When heavy metal meets data science | Episode III

Sentiment analysis and topic modeling

Luca Ballore
17 min readJun 1, 2020

All the code related to this work is available at this GitHub repository.

Artists write songs because they have a message they want to share. Sometimes the message is about promoting an idea or a cause the writer believes in. Other times it could be about religious or moral issues or just an attempt to share something positive to the world.

Regardless of what the contents are, a song is about strong feelings, a stream of consciousness encoded in words. In this article, I will continue the journey in the world of heavy metal and try to discover topics, sentiments, and emotions with the help of data science.

Sentiment analysis of heavy metal

The guitarist Marty Friedman (picture by German Rojas)

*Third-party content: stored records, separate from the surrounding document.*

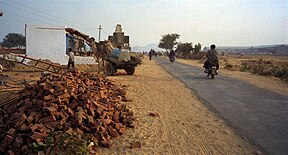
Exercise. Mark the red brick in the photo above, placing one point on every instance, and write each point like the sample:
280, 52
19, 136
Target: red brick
79, 131
30, 119
10, 152
18, 142
24, 149
47, 119
48, 97
12, 132
104, 144
53, 125
112, 131
50, 110
7, 141
37, 135
34, 127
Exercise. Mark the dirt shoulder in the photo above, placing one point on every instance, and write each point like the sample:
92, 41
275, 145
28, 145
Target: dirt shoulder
183, 125
270, 83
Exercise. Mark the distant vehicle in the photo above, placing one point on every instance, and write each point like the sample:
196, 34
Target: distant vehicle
116, 62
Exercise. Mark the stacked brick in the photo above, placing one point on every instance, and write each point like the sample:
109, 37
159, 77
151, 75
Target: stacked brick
77, 102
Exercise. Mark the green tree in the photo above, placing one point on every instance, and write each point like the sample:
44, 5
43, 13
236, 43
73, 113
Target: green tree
184, 49
13, 40
197, 49
168, 41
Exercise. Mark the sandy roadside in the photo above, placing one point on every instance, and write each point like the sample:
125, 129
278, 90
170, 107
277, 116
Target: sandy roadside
184, 124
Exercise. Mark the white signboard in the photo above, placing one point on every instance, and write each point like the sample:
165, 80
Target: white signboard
46, 42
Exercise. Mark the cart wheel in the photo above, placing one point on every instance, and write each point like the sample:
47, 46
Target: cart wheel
130, 70
110, 69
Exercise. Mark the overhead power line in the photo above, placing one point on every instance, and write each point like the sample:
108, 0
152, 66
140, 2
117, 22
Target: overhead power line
39, 15
26, 17
53, 17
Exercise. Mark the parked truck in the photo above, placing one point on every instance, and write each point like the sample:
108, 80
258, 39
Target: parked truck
118, 59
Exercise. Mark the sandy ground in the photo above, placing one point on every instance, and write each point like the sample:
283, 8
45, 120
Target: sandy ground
270, 83
184, 124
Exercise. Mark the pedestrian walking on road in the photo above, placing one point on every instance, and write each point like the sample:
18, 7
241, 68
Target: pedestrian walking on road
151, 54
71, 58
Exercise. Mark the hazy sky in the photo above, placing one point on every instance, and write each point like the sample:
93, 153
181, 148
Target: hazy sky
223, 22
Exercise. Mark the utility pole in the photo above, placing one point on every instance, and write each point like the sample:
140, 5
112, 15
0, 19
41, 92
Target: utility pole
99, 32
98, 59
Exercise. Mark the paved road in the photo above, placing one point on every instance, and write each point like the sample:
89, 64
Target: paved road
256, 113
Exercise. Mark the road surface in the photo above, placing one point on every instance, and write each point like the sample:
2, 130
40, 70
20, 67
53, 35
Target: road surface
256, 113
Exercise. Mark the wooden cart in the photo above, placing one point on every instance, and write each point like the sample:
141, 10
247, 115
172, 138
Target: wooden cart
112, 64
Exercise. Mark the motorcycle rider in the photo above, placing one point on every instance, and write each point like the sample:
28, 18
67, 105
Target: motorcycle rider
172, 54
212, 58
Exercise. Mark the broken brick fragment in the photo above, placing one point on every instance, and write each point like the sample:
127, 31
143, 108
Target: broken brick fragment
135, 144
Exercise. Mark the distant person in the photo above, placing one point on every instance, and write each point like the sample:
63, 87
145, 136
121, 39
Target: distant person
172, 54
71, 58
212, 58
151, 53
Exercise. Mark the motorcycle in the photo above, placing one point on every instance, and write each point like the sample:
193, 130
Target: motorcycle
172, 59
212, 71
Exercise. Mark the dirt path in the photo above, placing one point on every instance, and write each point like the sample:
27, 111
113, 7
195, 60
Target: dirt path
184, 125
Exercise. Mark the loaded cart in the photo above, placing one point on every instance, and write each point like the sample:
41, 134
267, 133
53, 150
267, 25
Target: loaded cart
112, 64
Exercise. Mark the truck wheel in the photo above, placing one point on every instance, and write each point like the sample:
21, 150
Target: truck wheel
110, 69
130, 70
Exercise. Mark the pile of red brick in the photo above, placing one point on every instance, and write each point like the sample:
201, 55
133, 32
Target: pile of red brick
77, 102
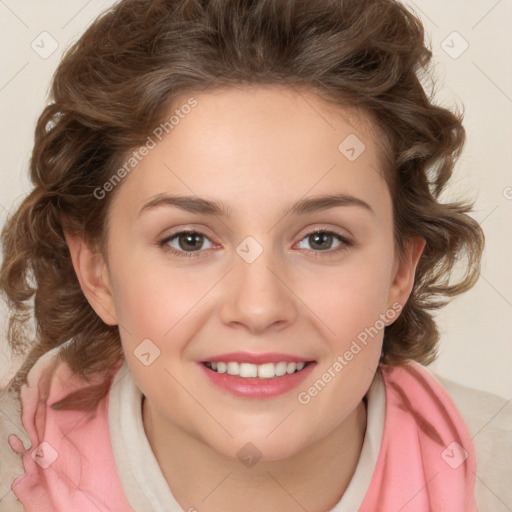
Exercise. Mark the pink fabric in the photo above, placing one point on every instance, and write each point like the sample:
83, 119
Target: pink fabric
426, 462
70, 465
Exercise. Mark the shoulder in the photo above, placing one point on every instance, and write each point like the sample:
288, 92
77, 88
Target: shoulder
488, 418
11, 465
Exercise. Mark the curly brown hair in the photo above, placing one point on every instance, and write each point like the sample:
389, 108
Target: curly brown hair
133, 62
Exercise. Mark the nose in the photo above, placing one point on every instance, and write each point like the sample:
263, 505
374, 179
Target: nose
259, 296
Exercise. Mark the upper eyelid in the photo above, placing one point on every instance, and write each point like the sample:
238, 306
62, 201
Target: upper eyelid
308, 232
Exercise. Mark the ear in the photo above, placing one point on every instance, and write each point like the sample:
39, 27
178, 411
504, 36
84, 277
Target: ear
92, 273
403, 278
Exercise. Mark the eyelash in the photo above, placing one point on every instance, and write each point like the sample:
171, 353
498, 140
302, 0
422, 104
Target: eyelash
345, 243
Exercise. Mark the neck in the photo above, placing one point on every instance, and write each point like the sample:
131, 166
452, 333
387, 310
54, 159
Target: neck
313, 479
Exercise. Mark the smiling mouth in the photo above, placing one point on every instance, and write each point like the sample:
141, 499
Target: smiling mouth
261, 371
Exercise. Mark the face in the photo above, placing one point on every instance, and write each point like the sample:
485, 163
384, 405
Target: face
273, 275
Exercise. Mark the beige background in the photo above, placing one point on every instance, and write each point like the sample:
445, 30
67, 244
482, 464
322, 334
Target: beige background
476, 345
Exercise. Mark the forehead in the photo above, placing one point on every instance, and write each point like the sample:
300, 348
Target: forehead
260, 145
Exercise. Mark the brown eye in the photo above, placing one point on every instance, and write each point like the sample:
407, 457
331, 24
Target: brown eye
322, 241
184, 242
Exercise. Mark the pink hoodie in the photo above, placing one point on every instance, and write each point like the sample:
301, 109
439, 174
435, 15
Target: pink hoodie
426, 461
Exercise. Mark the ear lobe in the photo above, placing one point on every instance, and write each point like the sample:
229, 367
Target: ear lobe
403, 280
92, 273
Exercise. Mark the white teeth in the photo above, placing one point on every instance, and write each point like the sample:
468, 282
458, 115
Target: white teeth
262, 371
291, 368
266, 371
281, 369
233, 369
248, 370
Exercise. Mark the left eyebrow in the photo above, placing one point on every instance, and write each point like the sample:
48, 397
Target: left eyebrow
196, 204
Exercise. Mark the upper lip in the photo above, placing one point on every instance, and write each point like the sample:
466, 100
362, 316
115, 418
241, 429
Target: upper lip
247, 357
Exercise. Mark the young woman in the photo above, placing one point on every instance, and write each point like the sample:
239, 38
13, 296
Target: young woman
234, 245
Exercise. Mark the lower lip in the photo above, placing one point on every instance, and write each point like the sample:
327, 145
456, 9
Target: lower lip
257, 388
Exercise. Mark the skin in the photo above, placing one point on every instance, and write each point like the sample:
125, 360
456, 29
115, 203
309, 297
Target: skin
257, 149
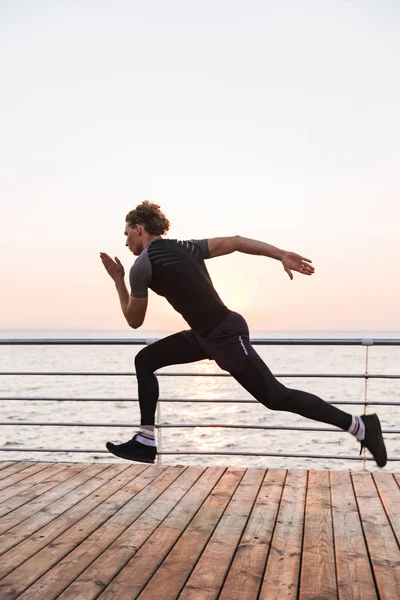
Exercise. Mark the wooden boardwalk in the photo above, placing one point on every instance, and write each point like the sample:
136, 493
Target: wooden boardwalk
120, 531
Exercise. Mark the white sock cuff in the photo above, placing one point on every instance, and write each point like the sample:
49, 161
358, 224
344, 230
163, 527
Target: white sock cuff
148, 431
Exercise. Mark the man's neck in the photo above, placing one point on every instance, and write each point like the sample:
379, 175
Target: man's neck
150, 239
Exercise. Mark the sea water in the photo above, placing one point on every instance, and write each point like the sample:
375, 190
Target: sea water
285, 361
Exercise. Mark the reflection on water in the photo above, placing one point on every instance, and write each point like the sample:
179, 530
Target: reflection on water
280, 359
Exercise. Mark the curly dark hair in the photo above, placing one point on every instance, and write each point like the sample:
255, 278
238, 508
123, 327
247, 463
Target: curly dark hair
150, 216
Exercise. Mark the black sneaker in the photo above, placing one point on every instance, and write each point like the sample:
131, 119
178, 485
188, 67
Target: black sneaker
133, 450
373, 439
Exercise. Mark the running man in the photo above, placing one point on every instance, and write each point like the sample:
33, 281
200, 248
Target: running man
176, 270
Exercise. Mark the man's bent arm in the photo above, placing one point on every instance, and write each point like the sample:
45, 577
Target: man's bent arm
123, 295
227, 245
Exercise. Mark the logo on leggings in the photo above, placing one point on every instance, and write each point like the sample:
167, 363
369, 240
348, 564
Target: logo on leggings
243, 346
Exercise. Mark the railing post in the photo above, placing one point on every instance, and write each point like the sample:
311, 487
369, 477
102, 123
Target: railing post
159, 432
366, 343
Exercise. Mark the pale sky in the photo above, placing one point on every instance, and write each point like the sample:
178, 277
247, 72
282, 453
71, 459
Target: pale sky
273, 120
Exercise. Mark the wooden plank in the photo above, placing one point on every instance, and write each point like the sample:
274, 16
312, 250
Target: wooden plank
281, 577
173, 572
22, 486
176, 482
246, 573
115, 511
4, 464
144, 549
22, 474
381, 542
14, 467
80, 504
354, 576
16, 518
208, 576
40, 488
390, 498
318, 576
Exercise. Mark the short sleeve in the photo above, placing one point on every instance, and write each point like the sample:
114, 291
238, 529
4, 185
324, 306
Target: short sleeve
203, 245
140, 276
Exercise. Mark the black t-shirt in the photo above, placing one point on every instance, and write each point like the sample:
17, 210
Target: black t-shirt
176, 270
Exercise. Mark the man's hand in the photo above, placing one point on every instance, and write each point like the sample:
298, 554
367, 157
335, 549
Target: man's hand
114, 269
294, 262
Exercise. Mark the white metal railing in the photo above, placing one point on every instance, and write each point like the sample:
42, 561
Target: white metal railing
160, 426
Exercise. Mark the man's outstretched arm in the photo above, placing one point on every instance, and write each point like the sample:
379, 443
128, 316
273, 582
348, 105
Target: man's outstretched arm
290, 260
134, 309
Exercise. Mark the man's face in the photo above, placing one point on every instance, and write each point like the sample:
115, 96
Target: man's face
133, 241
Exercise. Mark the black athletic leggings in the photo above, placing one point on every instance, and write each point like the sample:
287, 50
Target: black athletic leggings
253, 374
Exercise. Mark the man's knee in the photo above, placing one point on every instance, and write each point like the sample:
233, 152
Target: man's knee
144, 362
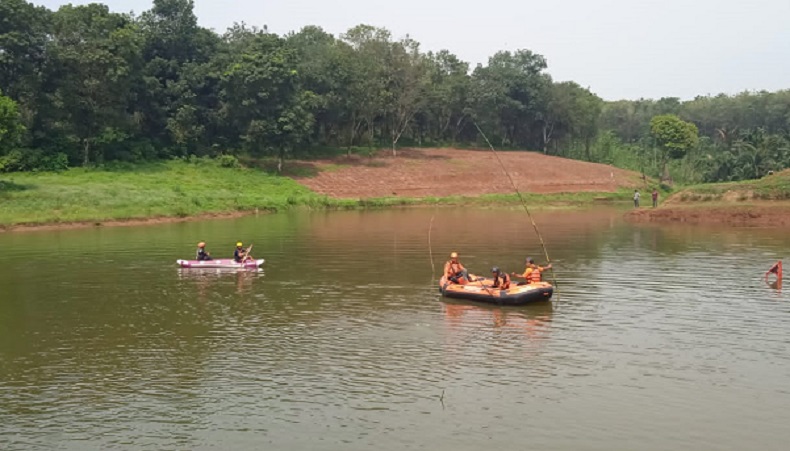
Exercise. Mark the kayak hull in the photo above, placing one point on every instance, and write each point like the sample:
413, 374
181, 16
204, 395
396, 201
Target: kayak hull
482, 291
220, 263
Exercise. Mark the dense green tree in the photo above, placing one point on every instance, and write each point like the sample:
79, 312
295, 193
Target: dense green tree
673, 136
102, 86
95, 60
262, 99
11, 127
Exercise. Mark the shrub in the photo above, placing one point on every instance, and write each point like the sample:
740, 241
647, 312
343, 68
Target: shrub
19, 160
228, 161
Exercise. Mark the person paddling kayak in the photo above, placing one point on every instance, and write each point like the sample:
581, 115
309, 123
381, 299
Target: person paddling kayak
501, 279
532, 273
240, 254
202, 255
455, 271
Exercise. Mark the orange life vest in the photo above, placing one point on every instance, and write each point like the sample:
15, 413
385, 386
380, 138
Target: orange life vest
454, 268
534, 276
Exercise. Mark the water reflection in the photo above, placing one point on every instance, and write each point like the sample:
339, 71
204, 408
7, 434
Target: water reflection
207, 279
344, 344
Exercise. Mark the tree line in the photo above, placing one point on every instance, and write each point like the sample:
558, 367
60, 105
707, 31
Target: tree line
84, 85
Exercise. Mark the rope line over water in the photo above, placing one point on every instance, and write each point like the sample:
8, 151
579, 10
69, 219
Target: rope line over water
523, 204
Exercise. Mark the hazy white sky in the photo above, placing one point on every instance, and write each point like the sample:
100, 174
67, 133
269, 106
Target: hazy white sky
618, 48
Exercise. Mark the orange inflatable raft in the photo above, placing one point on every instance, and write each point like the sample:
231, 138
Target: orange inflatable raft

In my previous article, I tried to find a way to measure the “metalness of the lyrics of my dataset. The idea behind my solution was to assign a “metal score” to all the words contained in the corpus, excluding punctuations and the so-called stopwords. The peculiarity of the metalness index is that it is based on the word frequency in the metal dataset in relation to another dataset of non-metal songs.

A somewhat similar approach is used by Hedonometer, a tool that makes use of Twitter time series to map the happiness of the users on a daily basis.
To quantify the happiness of the texts, their team merged the most frequent words from a collection of four corpora: Google Books, New York Times articles, Music Lyrics, and Twitter messages. This operation resulted in a composite set of roughly 10,000 unique words.
With the help of tools like Amazon’s Mechanical Turk service, they have been able to score each of these words on a nine-point scale of happiness: [1] sad to [9] happy.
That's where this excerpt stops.